もう1つの大きな理由が、コロナウイルスによる新興国通貨安です。

新興国への融資や投資は、先進国にくべて、様々なリスクが伴います。そのため、資金の出し手は慎重になるのが普通です。

そして、融資や投資を回収するフェーズになると、先進国より利回りが高いにもかかわらず、資金の引き上げは新興国から行われます。その場合、ドル通貨が引き上げられるため、相対的に、ドルの価値があがり、新興国通貨の価値は下がります。

今回、コロナウイルスで、世界経済の成長は停滞しています。トルコの感染者数は14万人を超えており、世界でも有数の感染者数の多さになっています。

また、それに伴う経済停滞も大きく、結果、トルコから資金流入が起き、トルコリラ安になっていることが考えられます。

外貨準備高の減少

また、トルコの持つ外貨準備高の減少も、背景の1つになっていうと考えられます。

外貨準備高そのものは為替市場にインパクトを与えることは少ないものの、外貨準備高が少ないと、トルコリラ安が起きた時に、中銀がトルコリラを買い支えることができなくなります。

結果、塚防衛策がとれず、仕手等によって大きく通過が下げる可能性があります。そういった不安がさらなる通貨安を呼ぶことは不思議ではないでしょう。

トルコリラの今後の見通しは?

では、トルコリラは、今後、さらに下げていくのでしょうか、それともここから少し値を戻すのでしょうか。私は、さらに下げる可能性があるとみています。

1つはコロナウイルスです。まだコロナウイルスの経済的インパクトは出きったとは言い切れません。

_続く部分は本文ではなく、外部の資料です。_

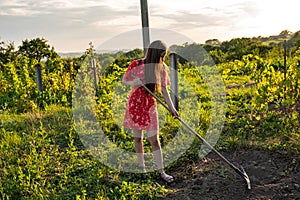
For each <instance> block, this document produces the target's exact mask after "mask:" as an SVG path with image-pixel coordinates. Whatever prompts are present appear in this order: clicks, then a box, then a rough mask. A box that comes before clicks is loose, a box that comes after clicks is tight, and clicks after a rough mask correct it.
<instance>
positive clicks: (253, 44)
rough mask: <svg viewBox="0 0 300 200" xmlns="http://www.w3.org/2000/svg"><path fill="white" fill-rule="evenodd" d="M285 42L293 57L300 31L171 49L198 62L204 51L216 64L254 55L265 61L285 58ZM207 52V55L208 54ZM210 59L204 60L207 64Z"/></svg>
mask: <svg viewBox="0 0 300 200" xmlns="http://www.w3.org/2000/svg"><path fill="white" fill-rule="evenodd" d="M284 42H286V47H287V49H288V54H289V56H293V55H294V54H295V52H296V51H297V50H298V48H299V47H300V31H297V32H296V33H291V32H290V31H288V30H284V31H282V32H281V33H280V34H279V35H278V36H270V37H254V38H234V39H232V40H230V41H224V42H220V41H219V40H218V39H211V40H207V41H206V42H205V44H197V43H192V44H188V43H185V44H183V45H174V46H172V47H171V48H170V49H171V50H173V51H175V52H176V53H178V54H179V55H184V57H185V59H187V60H198V57H199V53H200V52H202V54H204V52H203V49H204V50H205V51H206V52H208V54H209V56H210V57H211V58H212V60H213V61H214V63H215V64H219V63H225V62H230V61H234V60H241V59H242V58H243V56H244V55H248V54H252V55H255V56H259V57H261V58H264V59H268V58H279V57H281V58H282V57H283V52H284V48H283V46H284ZM206 52H205V53H206ZM207 59H209V58H206V59H205V58H202V60H203V62H204V63H205V62H207Z"/></svg>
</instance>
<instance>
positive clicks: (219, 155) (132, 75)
mask: <svg viewBox="0 0 300 200" xmlns="http://www.w3.org/2000/svg"><path fill="white" fill-rule="evenodd" d="M132 76H133V77H134V78H135V79H138V80H140V79H139V78H137V77H135V76H134V75H132ZM140 84H141V86H142V87H143V88H144V89H145V90H146V91H147V92H149V94H151V95H152V96H153V97H154V98H155V99H156V100H157V101H158V102H159V103H160V104H161V105H162V106H163V107H164V108H166V109H167V110H168V111H170V109H169V107H168V106H167V105H166V104H165V103H164V102H163V101H162V100H161V99H160V98H159V97H158V96H156V95H155V94H154V93H153V92H152V91H151V90H149V89H148V88H147V87H146V86H145V85H144V84H143V83H142V82H141V81H140ZM175 118H176V119H178V120H179V121H180V122H181V124H183V125H184V126H185V127H186V128H187V129H188V130H189V131H191V132H192V133H193V134H194V135H195V136H196V137H197V138H199V139H200V140H201V141H202V142H203V143H204V144H205V145H206V146H207V147H208V148H209V149H210V150H211V151H213V152H214V153H215V154H217V155H218V156H219V157H220V158H221V159H222V160H223V161H224V162H226V163H227V164H228V165H229V166H230V167H231V168H232V169H233V170H234V171H235V172H236V173H237V174H239V175H240V176H241V177H242V178H243V179H244V180H245V181H246V183H247V189H248V190H250V189H251V184H250V178H249V177H248V175H247V173H246V172H245V170H244V168H243V167H242V166H240V168H238V167H236V166H235V165H234V164H232V163H231V162H230V161H229V160H227V159H226V158H225V157H224V156H223V155H222V154H221V153H220V152H218V151H217V150H216V149H215V148H214V147H213V146H212V145H210V144H209V143H208V142H207V141H206V140H205V139H204V138H203V137H202V136H201V135H199V134H198V133H197V132H196V131H195V130H194V129H192V127H190V126H189V125H188V124H187V123H186V122H185V121H183V120H182V119H181V118H180V117H179V116H176V117H175Z"/></svg>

また、経済政策のための利下げや金融緩和は、トルコの信用力からすると、さらなるトルコリラ安を招く可能性もあります。この点から、トルコリラ高に動くことは考えづらく、さらなるトルコリラ安に注意する必要があります。

もう1つは、トルコの金融政策がうまくいっていないことです。10%を超えるインフレ率、24%から1年足らずで9%未満に下がる政策金利、中銀の独立性の問題など、トルコリラはコロナ以外にも多くの問題を抱えています。

これらにコロナウイルスによる新興国通貨安が引き起こされると、最悪の場合デフォルトもありえるのではないでしょうか。

少なくとも、中長期目線では、売りの目線を持った方がよいかと思われます。

まとめ

史上最安値を更新したトルコリラ。これまでの不安定な金融政策に、コロナショックが輪をかけた形での最安値更新だと言えるでしょう。

そして、コロナの影響が全くなくなったわけではなく、さらに、金融政策も抜本的な解決がされていない以上、投資対象としては魅力的ではありません。中長期で見れば、今は売り目線であると言えるでしょう。